I have been going through a lot and I finally expressed how I felt on my personal facebook page and snapchat last night. I lost two family members last week both of their funerals are this week. And I must say it has been very hard to cope because this is all too sudden. And this feeling I do not wish upon anyone.
And these feelings are the reason why I wrote my last post expressing how short life is. I lost my Dad 09/16/1995. I just lost my aunt September 20, 2018, and now a patient I have grown very close to September 21, 2018. I ended up going to the funeral yesterday and my whole world fell apart. I was a complete wreck. I almost collapsed while being there and the drive home was the hardest thing to do. I had the worst migraine while being at the funeral home, I developed tremors, became extremely diaphoretic and woozy to the point the family had to sit me down and give me water. I loved that woman so much and didn’t expect this so soon. And my aunt, I didn’t see that coming either.
For a person who suffers from mental illness or mental disorders, times like this becomes very hard to deal and cope. It is easy for people to tell you to remain strong for your kids. But what about me? I, too need help as well. And I am aware of it. I am not ashamed that I have a few mental disorders/illness. I take medication for it. I have informed my immediate loved ones and my job just in case something happens.
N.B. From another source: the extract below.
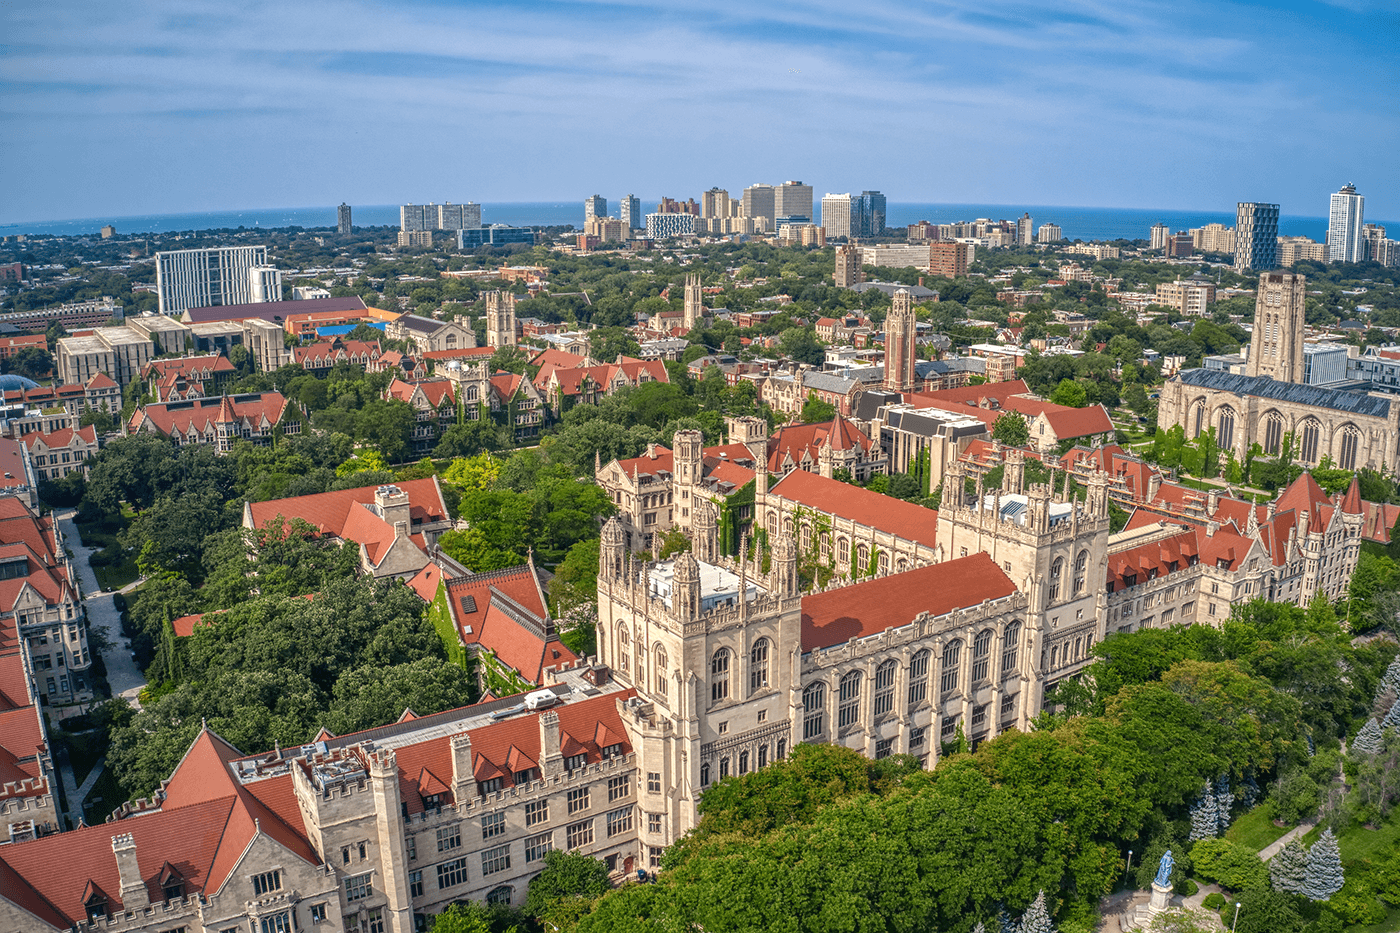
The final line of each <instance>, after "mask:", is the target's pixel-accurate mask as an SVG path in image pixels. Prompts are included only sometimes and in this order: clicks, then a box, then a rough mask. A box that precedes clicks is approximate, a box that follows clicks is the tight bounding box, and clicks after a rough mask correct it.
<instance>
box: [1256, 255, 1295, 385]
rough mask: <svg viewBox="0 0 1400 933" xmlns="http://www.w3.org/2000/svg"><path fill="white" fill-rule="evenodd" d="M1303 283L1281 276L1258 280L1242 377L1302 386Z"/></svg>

Now let’s are clear, there is a variety of diagnosis that falls under the mental illness/disorder category. The most common ones are Depression, anxiety disorders, post-traumatic stress disorder, panic disorder, obsessive-compulsive disorder. I was initially diagnosed with post-traumatic stress disorder, anxiety and depression in 2017 and by 2018 my anxiety and depression have gotten so bad I became clinically diagnosed with generalized anxiety disorder, panic disorder, major depressive disorder, and post-traumatic stress disorder.
If I do not disclose this information no one would even know this about me. And that just goes to show you that you can not tell just by looking at someone. Just because a person may suffer from a mental illness or disorder does not mean they are crazy. We all deal with things differently. Some are better at handling stressful situations and some aren’t. There are no right or wrong way. We were all born different. People are quick to pass judgment on things they do not understand. But this is where you have to do research if you do not understand or can’t relate. I chose to be an open book when I decided to create this journey because I know that there are people who sometimes need to be able to relate for them to have hope.
I chose to call this blog Journey 2 Fabulosity because I am evolving and improving every day and I know if I can create my own journey then what is stopping you?